Tuesday 4 August 2015

The Gospel is Both Eschatological and Realised

I'm wondering whether Biblical eschatology might be a bit like how in a game of Rugby the last play is allowed to play-out even after the fulltime hooter has sounded.

It's like the fulltime hooter began to sound with the ministry of John the Baptist. (Daniel's 70-weeks prophecy was running its course. Jesus annouced that the time was fulfilled. Paul said Jesus was crucified in the end of the world. He described the first-century Church as, We upon upon whom the ends of the world have come. John said, It is the last hour.) The beginning of the proclamation of the Gospel was the sounding of the fulltime hooter. 


It's still being sounded. Or, it's like the last gameplay - which is the continued preaching of the same Gospel to all nations - is being allowed to play out after the fulltime hooter first began to sound.

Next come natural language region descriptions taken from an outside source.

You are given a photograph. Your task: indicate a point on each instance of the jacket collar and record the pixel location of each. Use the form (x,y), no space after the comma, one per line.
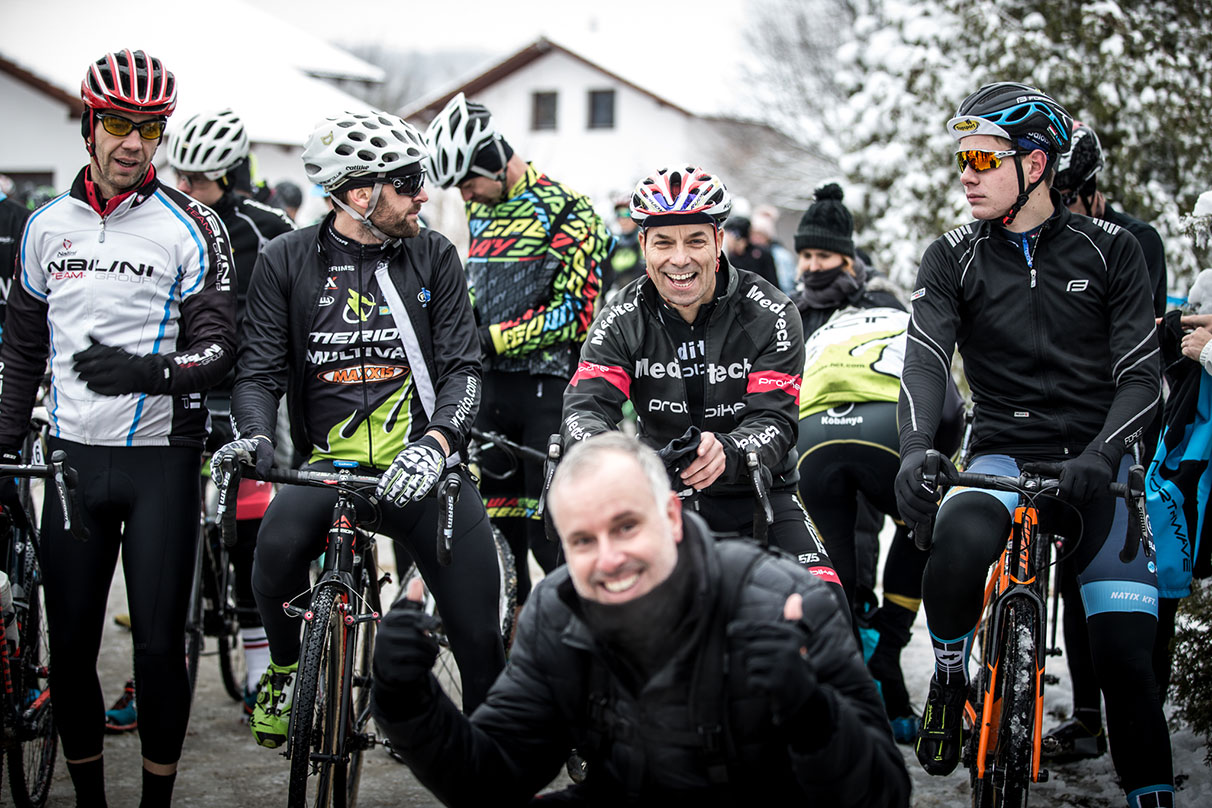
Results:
(1052,225)
(86,192)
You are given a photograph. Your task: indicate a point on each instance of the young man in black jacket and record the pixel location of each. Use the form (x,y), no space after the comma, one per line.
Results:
(364,322)
(686,671)
(1053,319)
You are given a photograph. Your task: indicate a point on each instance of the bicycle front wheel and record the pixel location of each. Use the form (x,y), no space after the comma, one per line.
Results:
(233,664)
(319,762)
(32,761)
(1007,774)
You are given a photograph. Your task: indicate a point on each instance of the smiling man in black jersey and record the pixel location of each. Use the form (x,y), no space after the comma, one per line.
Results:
(364,322)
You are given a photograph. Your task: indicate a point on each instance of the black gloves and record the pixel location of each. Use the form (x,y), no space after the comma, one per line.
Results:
(113,372)
(775,658)
(404,654)
(679,453)
(916,503)
(1085,477)
(413,473)
(257,451)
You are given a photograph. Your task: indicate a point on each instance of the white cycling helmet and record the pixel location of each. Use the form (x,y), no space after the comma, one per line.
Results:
(680,196)
(455,137)
(369,144)
(210,144)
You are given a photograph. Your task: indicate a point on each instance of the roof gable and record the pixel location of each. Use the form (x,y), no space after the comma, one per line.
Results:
(427,108)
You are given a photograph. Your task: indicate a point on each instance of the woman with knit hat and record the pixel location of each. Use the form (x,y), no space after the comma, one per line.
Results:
(830,274)
(849,443)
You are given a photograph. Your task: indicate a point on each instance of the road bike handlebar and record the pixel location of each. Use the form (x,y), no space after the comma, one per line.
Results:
(64,479)
(1040,479)
(339,477)
(496,439)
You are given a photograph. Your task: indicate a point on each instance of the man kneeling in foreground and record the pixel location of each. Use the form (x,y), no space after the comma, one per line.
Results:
(676,665)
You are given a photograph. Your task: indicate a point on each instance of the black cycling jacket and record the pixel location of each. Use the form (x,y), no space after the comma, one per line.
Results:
(754,364)
(427,293)
(1059,355)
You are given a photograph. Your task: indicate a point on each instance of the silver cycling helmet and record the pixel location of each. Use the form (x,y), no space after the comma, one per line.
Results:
(455,137)
(354,145)
(210,144)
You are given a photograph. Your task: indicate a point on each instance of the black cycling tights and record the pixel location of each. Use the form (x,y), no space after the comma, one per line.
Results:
(526,410)
(142,502)
(295,531)
(968,534)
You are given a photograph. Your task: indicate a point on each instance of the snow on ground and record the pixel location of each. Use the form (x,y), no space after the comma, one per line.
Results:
(1087,784)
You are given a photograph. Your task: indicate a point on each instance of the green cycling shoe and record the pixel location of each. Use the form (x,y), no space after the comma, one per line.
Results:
(272,717)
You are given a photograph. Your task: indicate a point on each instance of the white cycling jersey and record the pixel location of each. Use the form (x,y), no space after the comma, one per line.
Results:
(152,276)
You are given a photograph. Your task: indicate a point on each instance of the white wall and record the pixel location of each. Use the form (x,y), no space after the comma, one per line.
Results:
(39,133)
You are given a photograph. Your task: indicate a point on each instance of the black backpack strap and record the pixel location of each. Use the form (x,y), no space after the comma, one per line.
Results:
(709,683)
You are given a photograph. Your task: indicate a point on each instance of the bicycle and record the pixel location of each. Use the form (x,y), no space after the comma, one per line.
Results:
(29,738)
(1005,714)
(330,725)
(212,609)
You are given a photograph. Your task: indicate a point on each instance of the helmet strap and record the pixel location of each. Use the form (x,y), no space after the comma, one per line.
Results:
(1024,193)
(365,219)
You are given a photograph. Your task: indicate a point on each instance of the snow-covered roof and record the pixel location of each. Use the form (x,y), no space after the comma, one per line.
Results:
(670,86)
(269,82)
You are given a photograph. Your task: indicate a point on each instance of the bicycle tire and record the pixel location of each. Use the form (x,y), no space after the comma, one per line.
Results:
(361,682)
(507,591)
(32,761)
(315,714)
(1008,769)
(194,619)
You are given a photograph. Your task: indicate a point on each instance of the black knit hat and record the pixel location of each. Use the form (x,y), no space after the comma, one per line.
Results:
(827,224)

Daniel's prophecy gave Israel a timeframe by which the fulltime hooter was to sound - but no-one knows how long this last play will be allowed to play out before play really stops. Only the Father knows. (
The fulltime hooter signalled the coming of the Messiah, His being cut off, and the destruction of the Temple and city becoming inevitable - and Daniel gave Israel a timeframe for those components.) Now the final play is still being played out. And when it finishes, there shall come the resurrection, and the Kingdom, there shall be new heavens and a new earth. 

The actual end comes "immediately after" the tribulations of Israel etc., in the sense that it's the last gameplay - not that it was meant to happen in the same calendar hour, day, season, year, decade, century or millennium - but in the sense that the current status of Israel, and of the nations, and the continued preaching of this Gospel of the kingdom, is the last gameplay before the end.

So that's different to classic post-millennialism which places us now well and truly AFTER the end of the world. And it's different to classic futurism which places us still BEFORE the end of the world. Instead, it sees that the end of all things was already at hand when John and Jesus first began to preach the Gospel, and acknowledges that intrinsically the entire Church age is the playing-out of that final game play. 


When the fulltime hooter sounds, it's like the winning team already starts the celebrations - you can see it on their faces - even though the final game play might still be playing out.

They already know they've won. But the awarding of the trophy and the fullest celebrations are yet to come, after this final game play finishes being played out. And no official time keeper can say how long that last play might take. The length of time is not really of the essence.

There will come a final end of the end of history. The end of the world. The resurrection. The visible coming of the Kingdom. It's just that what precedes it is also eschatological in some of its character, rather than being entirely post-eschatological in its character.

It's like history is still both in the throes of the end, and already in the experience of the new. But the time will come, and is virtually already upon us, when the end of the end shall happen and Jesus Christ will literally make all things new in every sense.

The days have the same status now that they had probably since the martyrdom of Stephen.